One grammar, many dialects
Datoria parses, renders, and analyzes 15 SQL dialects from a single grammar definition. Each dialect gets its own generated parser, lexer, renderer, and typed AST. They share a consistent API and the same semantic analysis tools.
One grammar, all dialects
All 15 dialects live in one grammar. Dialect-specific syntax is gated by predicates: when(bigquery) activates BigQuery's STRUCT syntax, when(snowflake) activates QUALIFY, and so on. At codegen time the predicates are evaluated, and each dialect gets a specialized parser with no runtime branching.
That's architecturally different from every other multi-dialect parser. SQLGlot maintains 31 hand-written dialect overrides. SDF/Fusion uses separate ANTLR grammars per dialect. Datoria writes the grammar once and generates the rest.

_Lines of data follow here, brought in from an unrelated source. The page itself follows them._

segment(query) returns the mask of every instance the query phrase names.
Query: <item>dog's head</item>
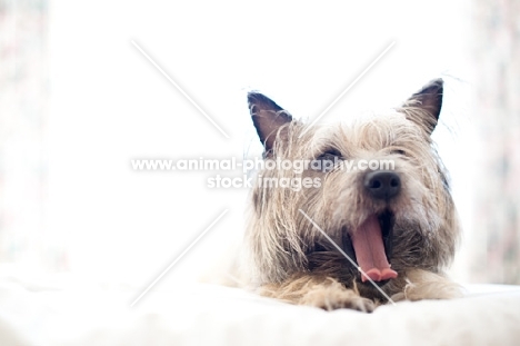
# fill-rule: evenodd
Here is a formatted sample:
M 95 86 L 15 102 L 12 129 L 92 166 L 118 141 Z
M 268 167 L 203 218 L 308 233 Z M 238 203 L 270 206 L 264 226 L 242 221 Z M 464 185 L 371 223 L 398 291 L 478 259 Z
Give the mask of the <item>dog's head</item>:
M 248 95 L 266 161 L 247 234 L 257 281 L 316 270 L 362 284 L 330 240 L 381 285 L 410 268 L 449 264 L 458 225 L 430 137 L 442 90 L 433 80 L 393 111 L 327 126 Z

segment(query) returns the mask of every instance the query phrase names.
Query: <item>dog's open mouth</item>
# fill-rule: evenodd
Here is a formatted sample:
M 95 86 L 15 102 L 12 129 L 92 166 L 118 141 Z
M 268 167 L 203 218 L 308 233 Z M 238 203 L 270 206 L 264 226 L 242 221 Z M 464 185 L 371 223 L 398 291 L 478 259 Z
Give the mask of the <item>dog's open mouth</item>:
M 393 214 L 387 210 L 380 215 L 370 216 L 349 234 L 351 250 L 364 273 L 361 274 L 361 281 L 367 281 L 367 276 L 373 281 L 393 279 L 398 276 L 389 264 L 392 228 Z

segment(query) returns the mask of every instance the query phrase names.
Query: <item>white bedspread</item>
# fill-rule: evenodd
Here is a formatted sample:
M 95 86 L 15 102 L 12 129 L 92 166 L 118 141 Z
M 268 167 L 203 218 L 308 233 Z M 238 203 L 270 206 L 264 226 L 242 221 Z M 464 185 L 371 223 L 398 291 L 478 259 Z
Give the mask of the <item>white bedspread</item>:
M 148 293 L 0 281 L 0 345 L 520 345 L 520 287 L 327 313 L 221 286 Z

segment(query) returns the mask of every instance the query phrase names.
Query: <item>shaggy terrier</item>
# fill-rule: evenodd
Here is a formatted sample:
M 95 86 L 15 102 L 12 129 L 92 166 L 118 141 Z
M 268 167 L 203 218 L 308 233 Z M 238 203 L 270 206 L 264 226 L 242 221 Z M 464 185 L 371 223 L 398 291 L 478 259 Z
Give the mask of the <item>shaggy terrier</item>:
M 443 273 L 459 225 L 430 137 L 442 90 L 437 79 L 388 113 L 314 126 L 250 92 L 264 167 L 244 238 L 249 284 L 328 310 L 459 296 Z

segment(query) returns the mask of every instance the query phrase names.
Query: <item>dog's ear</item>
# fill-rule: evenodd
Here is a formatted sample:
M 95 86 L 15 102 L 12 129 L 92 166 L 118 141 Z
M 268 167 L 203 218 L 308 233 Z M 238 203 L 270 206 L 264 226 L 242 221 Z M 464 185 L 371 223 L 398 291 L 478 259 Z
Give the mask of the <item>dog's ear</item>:
M 273 100 L 259 92 L 248 93 L 248 105 L 258 137 L 268 152 L 274 147 L 279 129 L 291 122 L 292 117 Z M 283 134 L 279 136 L 283 136 Z
M 413 93 L 401 107 L 407 118 L 422 127 L 428 135 L 433 132 L 439 120 L 443 83 L 444 81 L 441 78 L 430 81 L 421 90 Z M 421 111 L 407 111 L 410 109 L 420 109 Z

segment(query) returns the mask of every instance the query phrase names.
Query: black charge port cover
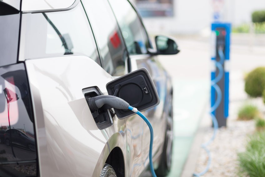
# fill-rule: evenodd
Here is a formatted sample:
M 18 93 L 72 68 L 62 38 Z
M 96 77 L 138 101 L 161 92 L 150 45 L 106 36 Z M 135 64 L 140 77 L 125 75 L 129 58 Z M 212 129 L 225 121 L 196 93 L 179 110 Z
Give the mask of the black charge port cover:
M 142 68 L 121 76 L 107 84 L 108 94 L 123 99 L 143 111 L 159 104 L 159 97 L 148 71 Z M 114 109 L 117 117 L 123 119 L 134 114 L 129 110 Z

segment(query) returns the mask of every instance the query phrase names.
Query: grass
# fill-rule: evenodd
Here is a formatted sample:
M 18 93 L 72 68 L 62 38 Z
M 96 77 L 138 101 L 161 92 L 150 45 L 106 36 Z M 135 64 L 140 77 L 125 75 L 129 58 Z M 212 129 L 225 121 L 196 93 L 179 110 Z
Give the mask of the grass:
M 240 120 L 253 119 L 258 116 L 259 112 L 257 107 L 252 105 L 245 105 L 239 110 L 238 119 Z
M 250 137 L 245 152 L 238 154 L 239 173 L 250 177 L 264 176 L 265 131 L 258 132 Z

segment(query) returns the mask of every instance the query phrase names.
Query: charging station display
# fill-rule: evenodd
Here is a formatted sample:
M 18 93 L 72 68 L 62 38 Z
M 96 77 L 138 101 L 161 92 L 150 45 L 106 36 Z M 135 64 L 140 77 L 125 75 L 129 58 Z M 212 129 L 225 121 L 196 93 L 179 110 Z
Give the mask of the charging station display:
M 222 95 L 218 107 L 212 112 L 216 118 L 219 127 L 226 126 L 226 119 L 228 115 L 229 103 L 229 70 L 230 33 L 231 24 L 216 23 L 212 24 L 213 43 L 212 44 L 212 61 L 213 67 L 211 79 L 212 81 L 218 77 L 220 79 L 216 84 L 220 88 L 221 93 L 216 91 L 212 85 L 211 88 L 211 106 L 213 107 L 217 101 L 218 94 Z M 218 68 L 217 64 L 222 65 Z

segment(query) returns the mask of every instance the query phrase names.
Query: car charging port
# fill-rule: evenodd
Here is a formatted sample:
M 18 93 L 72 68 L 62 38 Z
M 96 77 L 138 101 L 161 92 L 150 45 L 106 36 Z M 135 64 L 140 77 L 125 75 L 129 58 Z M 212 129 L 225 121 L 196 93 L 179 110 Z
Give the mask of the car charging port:
M 96 86 L 83 89 L 82 91 L 88 105 L 89 98 L 103 95 L 98 88 Z M 114 114 L 111 110 L 111 111 L 110 111 L 109 108 L 110 108 L 104 106 L 98 109 L 91 111 L 91 113 L 95 122 L 100 130 L 108 128 L 113 124 L 112 117 Z

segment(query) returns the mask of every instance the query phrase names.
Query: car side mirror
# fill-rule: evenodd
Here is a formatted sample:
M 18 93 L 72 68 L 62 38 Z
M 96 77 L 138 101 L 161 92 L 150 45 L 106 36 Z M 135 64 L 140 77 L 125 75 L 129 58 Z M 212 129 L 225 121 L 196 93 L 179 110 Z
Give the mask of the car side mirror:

The practical consequences:
- Adding a dialect is fast. Redshift was added in a day, SQLite in a week. You add predicates, not a new parser.
- Bug fixes propagate. Fix a CTE parsing issue in the shared grammar and it's fixed in all 15 dialects.
- Consistent API. The same interface hierarchy, optimizer pipeline, formatter config, and error recovery work identically across all dialects.
Tests are identity roundtrips: parse SQL, render it back, verify byte-identical output. The corpus comes from 34+ real-world sources including PostgreSQL's pg_regress suite, the DuckDB test suite, Apache Spark tests, and more. Not synthetic — these are the tests the database vendors themselves use.